En premier lieu, utiliser la tendance naturelle des Peuples vers l’Unité des Continents ; fédérer les pays qui composent les Continents ; développer entre ces Continents les liens de solidarité qui les associent ; donner à ces liens une forme organique, par l’institution d’une véritable Société des Peuples et non par un replâtrage d’une Société des Nations, qui ne serait qu’une Ligue nouvelle des Nations et de leurs intérêts égoïstes ; faire de cette Société des Peuples, par la création d’organismes à son service, tels qu’un Conseil Economique International et un Conseil Administratif et Social International, le véritable Régulateur Economique, administratif et social du Monde entièrement organisé pour la Paix et contre la guerre.

Mais tout cela ne sera, incontestablement, que l’oeuvre de la Révolution sociale, universelle comme la guerre elle-même.
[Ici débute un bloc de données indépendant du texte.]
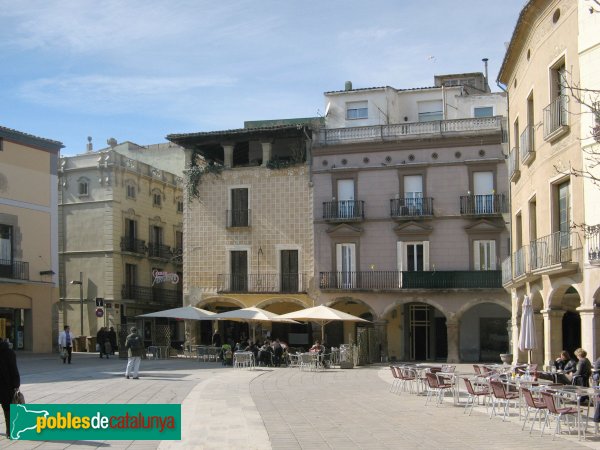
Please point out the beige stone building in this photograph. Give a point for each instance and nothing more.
(552, 58)
(28, 239)
(120, 223)
(248, 231)
(410, 202)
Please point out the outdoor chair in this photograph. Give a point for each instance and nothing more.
(500, 395)
(532, 404)
(435, 386)
(554, 411)
(474, 394)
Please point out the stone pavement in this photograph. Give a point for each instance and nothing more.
(268, 408)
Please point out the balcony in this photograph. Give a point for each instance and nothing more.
(15, 270)
(159, 251)
(411, 208)
(527, 145)
(166, 297)
(129, 244)
(593, 244)
(344, 211)
(394, 132)
(238, 218)
(483, 205)
(556, 253)
(262, 283)
(513, 165)
(395, 280)
(556, 118)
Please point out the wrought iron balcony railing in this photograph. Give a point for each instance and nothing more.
(238, 218)
(593, 244)
(16, 270)
(152, 294)
(129, 244)
(527, 145)
(159, 251)
(483, 205)
(556, 116)
(409, 130)
(410, 208)
(344, 210)
(264, 282)
(395, 280)
(556, 248)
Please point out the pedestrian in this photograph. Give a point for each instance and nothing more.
(112, 338)
(9, 380)
(65, 342)
(135, 349)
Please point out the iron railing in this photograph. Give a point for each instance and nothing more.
(507, 270)
(344, 210)
(556, 115)
(593, 244)
(263, 282)
(556, 248)
(408, 130)
(159, 251)
(16, 270)
(513, 163)
(483, 205)
(238, 218)
(527, 144)
(411, 207)
(129, 244)
(394, 280)
(153, 294)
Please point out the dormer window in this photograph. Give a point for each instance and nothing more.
(357, 110)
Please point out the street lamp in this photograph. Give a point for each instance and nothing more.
(80, 283)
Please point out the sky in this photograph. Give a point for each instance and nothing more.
(140, 70)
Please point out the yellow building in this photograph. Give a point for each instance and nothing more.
(28, 239)
(120, 224)
(551, 261)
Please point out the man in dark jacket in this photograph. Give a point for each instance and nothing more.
(9, 380)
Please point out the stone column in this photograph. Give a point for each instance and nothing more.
(453, 339)
(227, 155)
(267, 148)
(589, 320)
(552, 333)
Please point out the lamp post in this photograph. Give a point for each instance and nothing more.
(80, 283)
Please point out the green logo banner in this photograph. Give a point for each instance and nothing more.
(39, 422)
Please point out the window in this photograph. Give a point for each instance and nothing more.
(156, 199)
(430, 110)
(413, 256)
(357, 110)
(130, 190)
(484, 256)
(82, 187)
(483, 111)
(239, 216)
(346, 265)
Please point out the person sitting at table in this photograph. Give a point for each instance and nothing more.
(583, 372)
(317, 348)
(565, 363)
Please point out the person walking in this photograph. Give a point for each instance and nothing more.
(9, 380)
(135, 349)
(65, 342)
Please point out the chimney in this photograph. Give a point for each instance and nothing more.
(487, 85)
Et pour cette tache gigantesque, il faut que les peuples s’entendent, s’associent, luttent ; qu’ils comprennent, agissent et réalisent et que, par avance, ils jettent entre eux, par l’organe de leurs prolétariats respectifs, les bases d’un vaste mouvement fédéraliste continental d’abord, universel ensuite ; qu’ils soient prêts à projeter, avec toutes ses conséquences ce mouvement sur le plan des réalités concrètes dans chaque pays, afin que naissent de leurs propres organisations de classe les institutions qui, demain, régiront, dans tous les domaines les Peuples associés.

Nous entendons par Révolution Sociale : l’abolition du pouvoir politique, l’abolition du militarisme, l’abolition de l’Or-Roi, l’abolition des classes.

Nous entendons par Révolution Sociale la liberté entière et définitive de parole, d’organisation, d’action pour tous ; la libre disposition des moyens de production pour tous les Peuples ; le travail, les produits, l’instruction, le bien-être pour tous.

Nous entendons par Révolution Sociale : le pouvoir aux mains de tous, par :

-   L’association syndicale, faisant fonctionner la production dans chaque pays et dans le Monde, assurant une équitable répartition des matières premières et des produits, ainsi que des objets de toute nature nécessaires à la consommation

-   L’association communale, assurant par la distribution, tous les besoins de la consommation et administrant le bien commun dans l’intérêt de tous ; créant, sur le plan social tous les organismes capables sur tous les terrains, d’assurer le plein développement et l’épanouissement des individus ; garantissant à tous la véritable égalité sociale par la bonne administration d’une saine et populaire justice, basée sur la conciliation et l’arbitrage.

-   L’association sur le plan géographique, de façon identique, des localités, régions et pays, par la création d’organismes de liaison permanente des rouages économiques et administratifs pour gérer mieux les intérêts de tous ordres et de tous, harmonieusement conjugués et associés pratiquement.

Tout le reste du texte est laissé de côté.